The Sugary Drink Tax Proposal

The truth of the matter is that our food choices are affecting more than just our dental health, and the detrimental effects are felt among people of all ages groups. Reports show that alarmingly, 60 percent of adults in the UK are considered overweight and obese.

The Chief Executive of the British Dental Health Foundation, Dr Nigel Carter OBE also commented that “three in every ten children starting school have tooth decay, and around one in three 12 year-olds have visible dental decay.”

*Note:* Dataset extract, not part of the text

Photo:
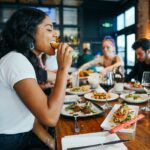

He continued, “The increase in consumption of sugary drinks is one of the key reasons for dental decay, particularly in children. By proposing the introduction of a duty on sugary drinks there will be an inevitable reduction in consumption and benefits for both general and dental health. Cutting down on how often you have sugary foods and drinks is one of the Foundation’s key messages, and any measure which helps reduce how often our teeth are exposed to sugary foods and drinks is one the Foundation wholeheartedly welcomes.”

What You Can Do

For those who enjoy their sugary beverage too much to kick the habit, some simple yet important steps can be adopted to limit their effect.

  • Place limits on the amount you have on a daily basis.
  • Avoid swishing the drink in your mouth and use a straw to lessen the acidic exposure to your teeth.
  • Drink your sugary beverage at meal time to limit the number of times your teeth are exposed to sugar.
  • Drink water after to remove some of the acid and sugar from your teeth.